Penggemar/penonton sepa bola akan menemukan keindahan dalam permainan bukan karena permainan yang sesuai dengan atauran, namun jika permainan itu dimainkan oleh para pemain yang mempuyai talenta sepak bola. Kembali ke istilah epistimologi “bagaimana”,bagaimana mempermainkan, bagaimana menemukan keasyikan, bagaimana memasukkan, masih banyak pertanyaan dari epistimologi yang perlu untuk dijawab, dan masih banyak rahasia yang bisa diperoleh dari sepak bola yang umurnya sudah sangat tua, sehingga tidak lagi sebuah permainan tapi kadang sudah menjadi kesakralan luar biasa, hal ini dibuktikan dengan banyaknya jampi-jampi dari para normal, memainkan dukun, pendewaan terhadap pemain sampai dijuluki tangan Tuhan, kemukjizatan (yang dalam agama, hal ini cukup sacral), bahkan Tuhan jua selalu berperan di dalamnya. Yang kresten dengan ciri doanya, tuhan Bapak, Ibu dan Anak yang biasanya tangannya diletakkan di kening, dada sebelah kanan dan kiri, sedangkan muslim mengangkat kedua tangannya kemudiaan menengadahkannya ke atas, dan demikian juga agama-agama lainnya.
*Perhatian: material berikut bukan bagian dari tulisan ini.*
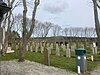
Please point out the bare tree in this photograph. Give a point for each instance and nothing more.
(25, 33)
(8, 21)
(97, 24)
(56, 30)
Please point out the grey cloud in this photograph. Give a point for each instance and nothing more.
(56, 7)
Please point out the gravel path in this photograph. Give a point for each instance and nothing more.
(30, 68)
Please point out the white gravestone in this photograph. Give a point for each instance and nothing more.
(57, 50)
(68, 54)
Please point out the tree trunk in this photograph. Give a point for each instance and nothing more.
(97, 24)
(24, 40)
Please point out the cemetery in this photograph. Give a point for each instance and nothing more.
(31, 47)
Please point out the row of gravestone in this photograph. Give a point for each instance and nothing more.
(67, 48)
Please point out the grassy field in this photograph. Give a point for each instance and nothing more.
(57, 61)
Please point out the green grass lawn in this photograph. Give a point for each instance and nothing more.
(57, 61)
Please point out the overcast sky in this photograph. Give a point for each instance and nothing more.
(66, 13)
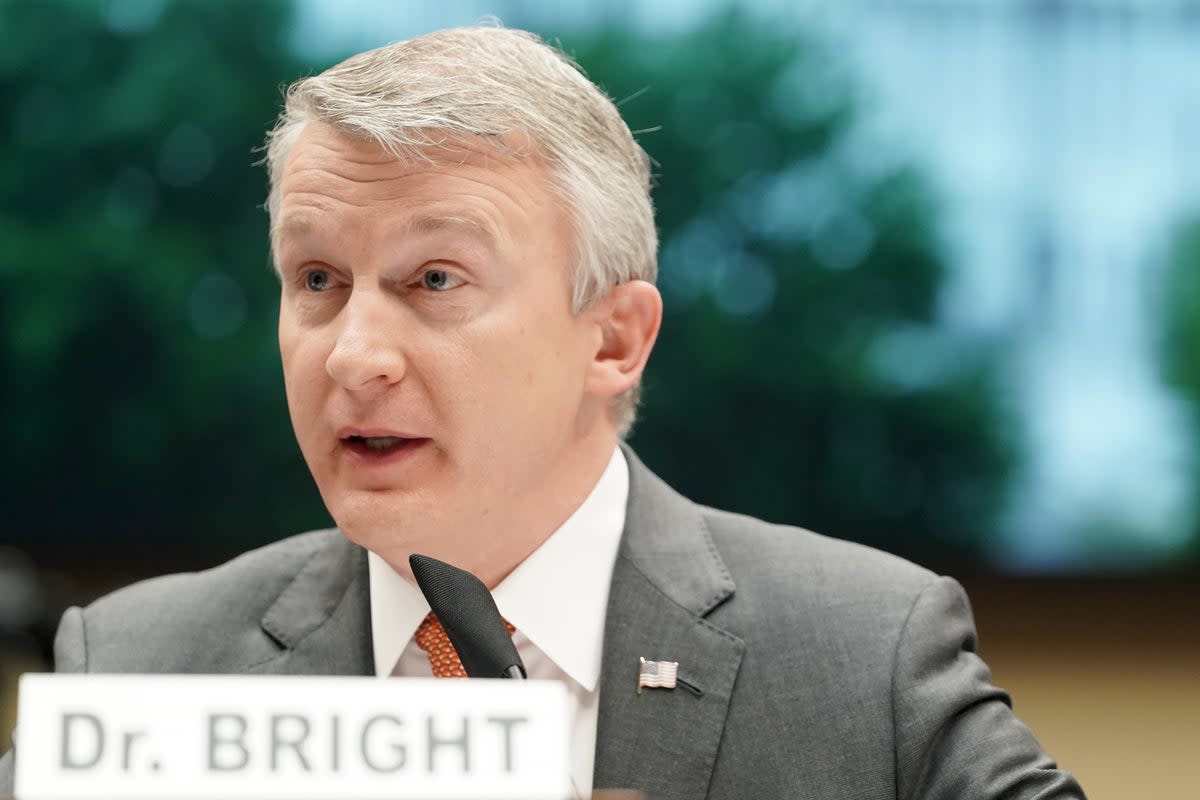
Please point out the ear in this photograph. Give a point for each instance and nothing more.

Dalam dunia politik, juga memainkan peran yang cukup canggih sebagai alat demonstrasi atau alat pelanggengan kekuasaan, hal ini bisa dilihat ketika pesta rakyat di berbagai tempat dunia ini lagi beraksi. Sepak bola adalah pertaruhan luar biasa, perjudian marak dimana-mana dengan mempertaruhkan salah satu kesebelasan tertentu, sampai-sampai nyawa pun ditaruhkan demi sebuah kebanggaan pada klup tertentu, tidak sedikit para sporter yang berjuang mati-matian demi sebuah kebanggaan.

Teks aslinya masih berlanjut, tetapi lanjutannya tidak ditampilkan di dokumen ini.